Les dernières Informations sur la Perliculture à Tahiti

jeudi 19 octobre 2023

Affaire de fraude aux perles : un faux négociant et une commerçante lourdement condamnés


Un retraité de 70 ans, ancien employé de l’OPT, a été condamné à trois ans de prison, dont six mois ferme, pour avoir acheté illégalement des perles sans la carte de négociant exigée par la loi. Sa complice, une bijoutière expérimentée, a écopé de six mois de prison avec sursis pour recel.

Entre décembre 2018 et février 2019, le retraité avait acquis plusieurs lots de perles d’une valeur dépassant les 20 millions de Fcfp auprès de producteurs de Polynésie. Séduit par un précédent investissement très lucratif, il s'était lancé dans le commerce des perles sans autorisation, usant de stratagèmes trompeurs : promesses de virements jamais effectués, versements partiels en espèces, faux ordres de virement, et même l’implication d’un complice au téléphone pour rassurer les vendeurs.

Ces manœuvres frauduleuses ont mis en difficulté plusieurs perliculteurs, dont certains ont vu la scolarité de leurs enfants compromise. De son côté, la commerçante chinoise, active depuis plusieurs années dans le secteur, a été reconnue coupable d’avoir acheté des perles à ce faux négociant sans vérifier la légalité de ses activités.

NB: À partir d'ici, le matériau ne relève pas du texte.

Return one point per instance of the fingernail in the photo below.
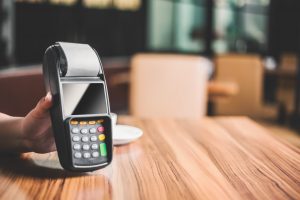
(48, 97)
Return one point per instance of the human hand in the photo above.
(36, 128)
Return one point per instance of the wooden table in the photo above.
(215, 158)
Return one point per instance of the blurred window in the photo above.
(176, 25)
(240, 25)
(180, 25)
(102, 4)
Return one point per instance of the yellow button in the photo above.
(73, 122)
(100, 121)
(101, 137)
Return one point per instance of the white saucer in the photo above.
(124, 134)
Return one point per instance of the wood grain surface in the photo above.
(214, 158)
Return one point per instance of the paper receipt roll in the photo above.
(82, 60)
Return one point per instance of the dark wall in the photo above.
(109, 31)
(284, 30)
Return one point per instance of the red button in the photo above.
(100, 128)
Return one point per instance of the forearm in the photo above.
(11, 136)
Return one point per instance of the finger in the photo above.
(42, 108)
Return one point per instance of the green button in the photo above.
(103, 149)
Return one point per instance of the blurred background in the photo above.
(249, 50)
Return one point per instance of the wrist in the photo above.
(11, 136)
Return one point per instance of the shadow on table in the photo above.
(24, 166)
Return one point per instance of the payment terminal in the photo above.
(80, 114)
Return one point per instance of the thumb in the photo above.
(42, 108)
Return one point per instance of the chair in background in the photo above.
(20, 90)
(247, 72)
(164, 85)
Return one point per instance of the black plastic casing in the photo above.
(54, 60)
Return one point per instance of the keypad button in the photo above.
(95, 154)
(100, 121)
(93, 138)
(75, 138)
(83, 123)
(75, 130)
(93, 130)
(101, 137)
(85, 139)
(77, 155)
(86, 147)
(100, 129)
(76, 146)
(103, 149)
(86, 155)
(94, 146)
(84, 131)
(74, 122)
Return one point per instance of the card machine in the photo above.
(80, 114)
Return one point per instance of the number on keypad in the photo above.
(88, 146)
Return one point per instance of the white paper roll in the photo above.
(82, 60)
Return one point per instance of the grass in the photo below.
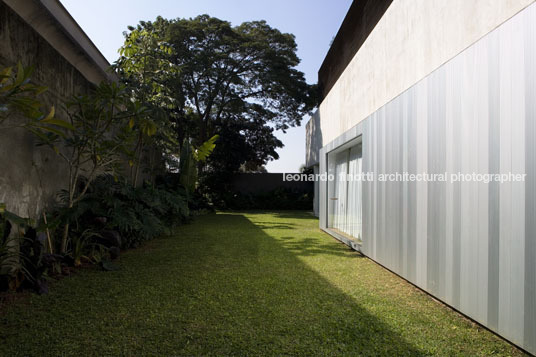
(241, 284)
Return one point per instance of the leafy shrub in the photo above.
(138, 214)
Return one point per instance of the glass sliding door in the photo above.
(345, 191)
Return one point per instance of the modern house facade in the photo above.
(430, 97)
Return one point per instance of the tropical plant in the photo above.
(18, 96)
(212, 78)
(98, 141)
(137, 213)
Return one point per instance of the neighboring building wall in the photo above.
(31, 176)
(413, 38)
(472, 245)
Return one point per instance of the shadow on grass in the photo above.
(221, 286)
(311, 247)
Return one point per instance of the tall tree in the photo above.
(213, 78)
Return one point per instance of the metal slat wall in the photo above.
(471, 244)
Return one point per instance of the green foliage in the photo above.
(19, 96)
(139, 214)
(100, 139)
(205, 149)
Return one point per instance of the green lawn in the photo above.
(241, 284)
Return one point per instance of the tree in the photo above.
(97, 142)
(213, 78)
(18, 96)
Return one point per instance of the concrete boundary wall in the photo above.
(32, 176)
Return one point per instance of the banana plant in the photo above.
(189, 158)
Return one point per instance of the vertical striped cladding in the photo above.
(471, 244)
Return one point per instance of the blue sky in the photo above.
(313, 22)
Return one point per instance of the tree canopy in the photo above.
(210, 77)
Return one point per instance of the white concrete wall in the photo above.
(412, 39)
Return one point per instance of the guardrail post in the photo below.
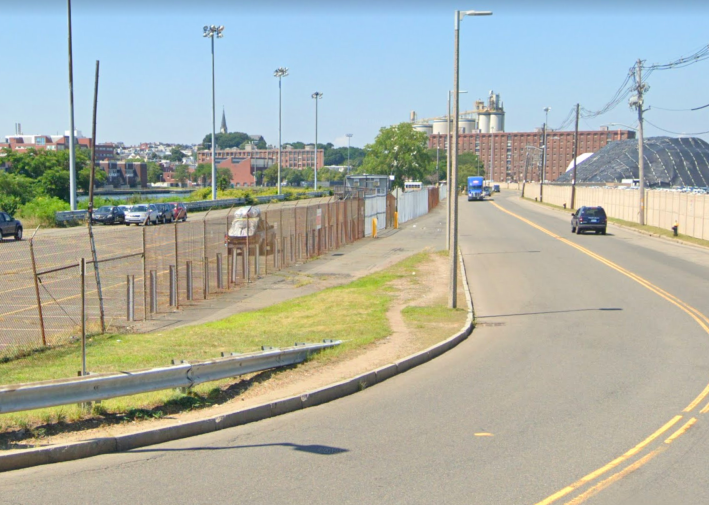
(82, 276)
(145, 281)
(220, 277)
(205, 270)
(177, 271)
(130, 297)
(173, 285)
(189, 281)
(153, 291)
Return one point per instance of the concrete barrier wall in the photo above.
(662, 208)
(412, 204)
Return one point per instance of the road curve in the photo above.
(579, 385)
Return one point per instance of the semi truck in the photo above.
(475, 188)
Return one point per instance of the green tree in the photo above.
(176, 155)
(182, 173)
(398, 150)
(154, 172)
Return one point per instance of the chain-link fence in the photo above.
(140, 272)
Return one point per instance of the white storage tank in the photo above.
(484, 122)
(496, 123)
(440, 127)
(427, 128)
(465, 125)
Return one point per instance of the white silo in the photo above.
(427, 128)
(496, 124)
(440, 127)
(484, 122)
(465, 125)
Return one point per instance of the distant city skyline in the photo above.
(374, 65)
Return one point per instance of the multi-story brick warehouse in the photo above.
(291, 158)
(513, 151)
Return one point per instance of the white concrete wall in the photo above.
(662, 208)
(411, 204)
(374, 206)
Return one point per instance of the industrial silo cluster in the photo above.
(484, 118)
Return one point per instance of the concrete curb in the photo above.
(107, 445)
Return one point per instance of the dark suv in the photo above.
(10, 227)
(165, 210)
(589, 218)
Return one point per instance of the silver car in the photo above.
(142, 214)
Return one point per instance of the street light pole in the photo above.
(211, 31)
(453, 255)
(544, 155)
(72, 147)
(280, 73)
(316, 96)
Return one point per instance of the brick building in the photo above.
(510, 152)
(21, 143)
(125, 173)
(264, 158)
(242, 173)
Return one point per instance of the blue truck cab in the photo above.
(475, 188)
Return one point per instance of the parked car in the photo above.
(142, 214)
(179, 211)
(165, 213)
(10, 227)
(589, 219)
(108, 214)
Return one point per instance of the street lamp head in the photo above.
(475, 13)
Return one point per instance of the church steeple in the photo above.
(223, 128)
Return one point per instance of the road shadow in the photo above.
(603, 309)
(322, 450)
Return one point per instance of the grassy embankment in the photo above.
(355, 313)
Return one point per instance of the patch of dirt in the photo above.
(423, 287)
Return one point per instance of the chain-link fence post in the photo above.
(36, 290)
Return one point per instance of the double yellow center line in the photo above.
(695, 314)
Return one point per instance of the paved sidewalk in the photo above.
(333, 268)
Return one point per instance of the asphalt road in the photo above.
(576, 387)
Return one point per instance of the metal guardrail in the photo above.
(36, 395)
(80, 215)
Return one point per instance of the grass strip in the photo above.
(355, 313)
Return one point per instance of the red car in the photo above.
(179, 211)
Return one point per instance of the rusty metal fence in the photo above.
(145, 271)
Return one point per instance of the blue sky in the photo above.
(374, 62)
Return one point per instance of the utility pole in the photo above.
(453, 183)
(72, 148)
(576, 153)
(641, 162)
(448, 176)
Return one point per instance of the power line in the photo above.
(682, 110)
(700, 55)
(675, 133)
(568, 120)
(623, 91)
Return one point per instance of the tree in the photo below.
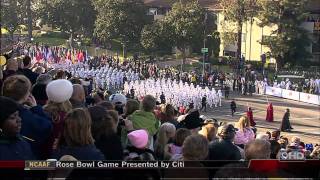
(72, 16)
(155, 38)
(238, 12)
(289, 42)
(121, 20)
(9, 15)
(185, 24)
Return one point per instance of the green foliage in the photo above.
(121, 20)
(237, 12)
(289, 42)
(155, 39)
(185, 23)
(73, 16)
(9, 15)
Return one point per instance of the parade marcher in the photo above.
(233, 107)
(269, 116)
(226, 91)
(204, 103)
(250, 116)
(162, 98)
(285, 123)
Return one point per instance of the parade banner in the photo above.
(273, 91)
(288, 94)
(310, 98)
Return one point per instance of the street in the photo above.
(305, 118)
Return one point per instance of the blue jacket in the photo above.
(36, 125)
(15, 149)
(88, 152)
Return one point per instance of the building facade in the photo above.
(252, 34)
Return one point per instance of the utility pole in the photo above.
(29, 15)
(204, 45)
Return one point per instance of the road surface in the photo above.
(305, 118)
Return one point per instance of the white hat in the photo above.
(118, 98)
(59, 90)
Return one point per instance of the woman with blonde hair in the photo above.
(167, 114)
(58, 105)
(244, 134)
(77, 139)
(166, 133)
(209, 131)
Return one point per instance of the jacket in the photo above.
(243, 137)
(15, 149)
(32, 76)
(223, 150)
(88, 152)
(36, 125)
(145, 120)
(110, 146)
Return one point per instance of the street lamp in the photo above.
(184, 34)
(204, 45)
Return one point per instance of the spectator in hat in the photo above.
(257, 149)
(78, 96)
(77, 139)
(173, 151)
(11, 68)
(192, 121)
(233, 107)
(39, 89)
(106, 104)
(285, 123)
(32, 76)
(166, 133)
(166, 114)
(209, 130)
(250, 117)
(195, 147)
(138, 148)
(13, 146)
(36, 125)
(119, 101)
(59, 92)
(130, 107)
(224, 149)
(269, 117)
(104, 131)
(145, 119)
(194, 150)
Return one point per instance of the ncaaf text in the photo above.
(40, 165)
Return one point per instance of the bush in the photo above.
(56, 34)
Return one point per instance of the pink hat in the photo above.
(138, 138)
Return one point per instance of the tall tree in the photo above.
(9, 15)
(289, 42)
(185, 23)
(238, 12)
(122, 20)
(156, 38)
(72, 16)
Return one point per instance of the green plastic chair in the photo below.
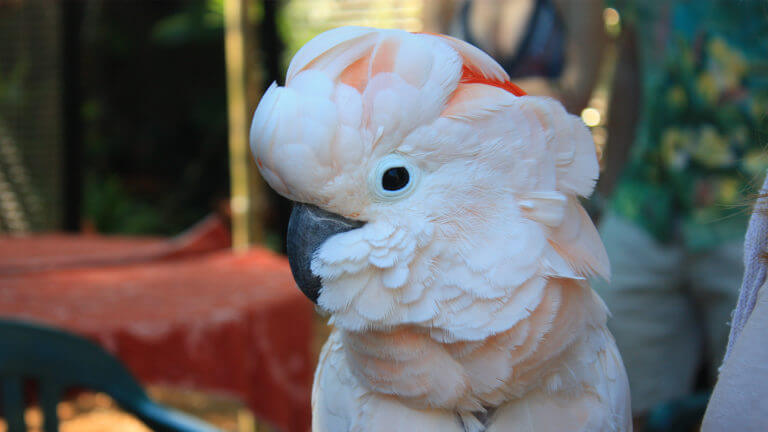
(57, 361)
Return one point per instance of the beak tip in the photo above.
(308, 228)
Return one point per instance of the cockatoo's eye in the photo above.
(393, 178)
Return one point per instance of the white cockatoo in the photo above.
(437, 222)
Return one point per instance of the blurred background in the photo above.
(123, 147)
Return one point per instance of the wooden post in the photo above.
(247, 200)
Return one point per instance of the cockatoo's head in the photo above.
(426, 183)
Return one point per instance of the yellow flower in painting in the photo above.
(674, 145)
(759, 108)
(712, 149)
(707, 88)
(755, 162)
(727, 65)
(728, 191)
(676, 97)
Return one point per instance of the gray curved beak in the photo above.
(308, 228)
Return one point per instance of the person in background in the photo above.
(674, 223)
(548, 47)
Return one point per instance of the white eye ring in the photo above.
(402, 169)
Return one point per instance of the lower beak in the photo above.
(308, 228)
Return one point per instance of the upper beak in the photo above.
(308, 228)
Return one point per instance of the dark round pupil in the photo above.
(395, 178)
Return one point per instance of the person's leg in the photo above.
(715, 280)
(652, 317)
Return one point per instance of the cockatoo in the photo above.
(437, 222)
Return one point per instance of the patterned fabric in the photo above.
(700, 149)
(755, 247)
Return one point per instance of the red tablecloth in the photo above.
(215, 321)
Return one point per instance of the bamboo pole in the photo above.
(247, 201)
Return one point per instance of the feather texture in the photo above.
(461, 304)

Le procureur a dénoncé un “sommet de l’iceberg”, évoquant l’existence d’un marché parallèle difficile à réguler. Le tribunal a ordonné le remboursement solidaire de plus de 18 millions de Fcfp aux victimes.

mercredi 11 octobre 2023

Margaux Crusot, Entre Terre et Mer : Vers une Aquaculture Durable en Polynésie


À 30 ans, cette ingénieure spécialisée en aquaculture et environnement se distingue par son engagement en faveur de pratiques aquacoles plus durables.

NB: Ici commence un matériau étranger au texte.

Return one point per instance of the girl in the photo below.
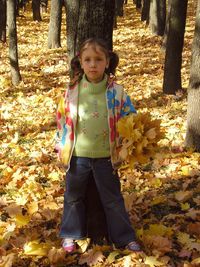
(88, 141)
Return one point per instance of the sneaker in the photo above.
(68, 245)
(134, 246)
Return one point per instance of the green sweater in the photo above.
(92, 132)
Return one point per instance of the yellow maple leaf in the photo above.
(112, 256)
(159, 229)
(36, 248)
(83, 244)
(152, 261)
(92, 257)
(185, 206)
(22, 220)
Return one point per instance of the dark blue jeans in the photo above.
(108, 185)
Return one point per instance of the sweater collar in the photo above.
(94, 88)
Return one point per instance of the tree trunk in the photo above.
(119, 8)
(36, 10)
(12, 35)
(174, 47)
(85, 19)
(157, 16)
(3, 21)
(145, 11)
(55, 24)
(193, 110)
(164, 42)
(138, 3)
(89, 18)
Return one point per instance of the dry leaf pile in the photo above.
(161, 195)
(139, 137)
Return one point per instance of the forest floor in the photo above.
(162, 197)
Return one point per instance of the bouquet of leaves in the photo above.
(139, 137)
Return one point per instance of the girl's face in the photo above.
(94, 62)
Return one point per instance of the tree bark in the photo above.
(36, 10)
(145, 11)
(119, 8)
(174, 47)
(164, 42)
(138, 3)
(89, 18)
(157, 16)
(55, 24)
(193, 110)
(12, 35)
(3, 21)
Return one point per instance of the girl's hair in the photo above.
(76, 70)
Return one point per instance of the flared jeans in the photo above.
(73, 223)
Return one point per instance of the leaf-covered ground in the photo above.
(162, 196)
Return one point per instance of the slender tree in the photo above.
(174, 47)
(157, 16)
(138, 3)
(12, 34)
(193, 110)
(55, 24)
(164, 42)
(36, 10)
(119, 8)
(89, 18)
(145, 11)
(3, 21)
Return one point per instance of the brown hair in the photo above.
(76, 70)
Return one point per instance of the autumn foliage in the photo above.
(139, 138)
(161, 191)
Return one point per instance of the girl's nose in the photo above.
(93, 64)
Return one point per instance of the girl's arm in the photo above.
(61, 127)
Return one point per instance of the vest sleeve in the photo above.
(127, 105)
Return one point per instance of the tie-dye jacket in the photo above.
(118, 105)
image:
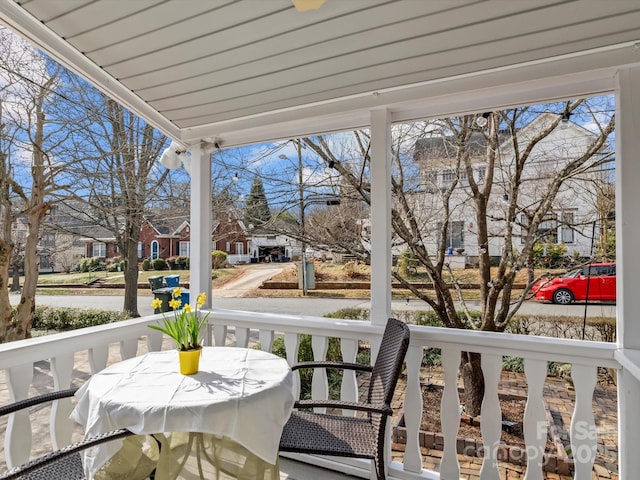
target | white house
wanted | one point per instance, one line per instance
(574, 211)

C’est aux Vanuatu, à l’âge de neuf ans, que Margaux découvre sa passion pour l’océan. Cette vocation la conduit à suivre des études en aquaculture, jusqu’à obtenir un diplôme d’ingénieur agronome alimentaire. Aujourd’hui, elle met ses compétences au service de la Polynésie française, en concentrant ses recherches sur la réduction de l’empreinte environnementale de la perliculture.

Dans sa thèse soutenue à l’Université de la Polynésie française, elle dresse un constat préoccupant : les pratiques perlicoles génèrent chaque année environ 1 600 tonnes de déchets plastiques. En collaboration avec la Direction des ressources marines (DRM), elle élabore une charte de bonnes pratiques et explore des solutions concrètes, comme le développement de collecteurs biodégradables à base de biomatériaux, en partenariat avec un institut néo-zélandais.

Portée par une vision écologique et scientifique, Margaux Crusot entend sensibiliser les institutions locales à l’urgence de mieux encadrer les déchets plastiques issus du secteur perlicole. À travers ses travaux, elle ouvre la voie à une perliculture respectueuse de l’environnement et ancrée dans la durabilité.